Ünlü edebiyatçı Ahmet Altan, 1 Kasım 2004’te www.gazetem.net adlı internet sitesinde yazdığı "İnsan Faktörü" başlıklı yazıda, isim vermeden, dokuz yaşındaki bir erkek çocuğuna 25 devlet görevlisinin tecavüz ettiği iddiasını gündeme getirmişti.

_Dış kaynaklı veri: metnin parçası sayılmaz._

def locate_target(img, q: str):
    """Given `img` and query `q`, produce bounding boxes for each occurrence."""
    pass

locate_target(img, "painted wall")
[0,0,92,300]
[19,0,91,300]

Yazıda, iki farklı rapor veren Adli Tıp kurumlarını eleştiren Altan, bunun sebeplerini sorguluyordu. Çünkü, Adana Adli Tıp Kurumu’nda görevli doktorlar N.Ç. ve T.E.’nin verdiği rapora göre çocuğa tecavüz gerçekleşmemişti ama İstanbul Adli Tıp Kurumu raporlarına göre ise küçük çocuğa tecavüz edilmişti. İki doktor, Altan’ın bu yazısından sonra kişilik haklarına hakaret ettiğini öne sürerek Adana 3’üncü Asliye Hukuk Mahkemesi’nde 5’er bin YTL’lik manevi tazminat davası açtı. Dava sonunda hakim, Altan’ın, doktorların kişilik haklarına saldırdığına kanaat getirerek 3’er bin YTL’lik tazminat ödemesine karar verdi. Altan’ın avukatı temyize başvurdu.

DEVLET-ÇETEFARKI

Ahmet Altan, mahkeme kararının açıklanmasından sonra, "Bir devleti çeteden ayıran, o devletin sahip olduğu hukuk düzenidir" dedi ve şöyle devam etti: "Hukuksuzluk hem devletin varlığını, hem toplumun huzurunu ciddi bir tehlikeye düşürür. Türkiye, çok ciddi bir hukuk krizinin içinden geçiyor. Yeryüzünde istediğimiz ölçüde saygıdeğer bir toplum olamayışımızın temel nedenlerinden biri, hukuk sistemindeki ciddi zafiyet. Bu olayda da çok vahim ve vicdan yaralayan bir durumla karşı karşıyayız.

RAPORLARNİYEFARKLI

Dokuz yaşında bir erkek çocuğuna tecavüz edildiği iddiası var ortada, çocukla ilgili verilmiş iki ayrı rapor var. Gerçek bir hukuk sisteminin insanlığın özüne aykırı böyle bir vahşet iddiası karşısında ayağa kalkması, gerçekleri bulmak için uğraşması, niye raporların birbirine benzemediğini ciddi bir şekilde araştırması ve bu ülkenin diğer çocuklarını koruyabilmek için de süratle ve sağlıklı bir sonuca varması gerekirdi. Bu dava iki yıldan beri sürüyor. Adli tıp raporları arasında farkları kimse soruşturmuyor, onun yerine ne yapıyorlar? Durumu eleştiren ve çocuğa sahip çıkmaya çalışanı cezalandırıyorlar.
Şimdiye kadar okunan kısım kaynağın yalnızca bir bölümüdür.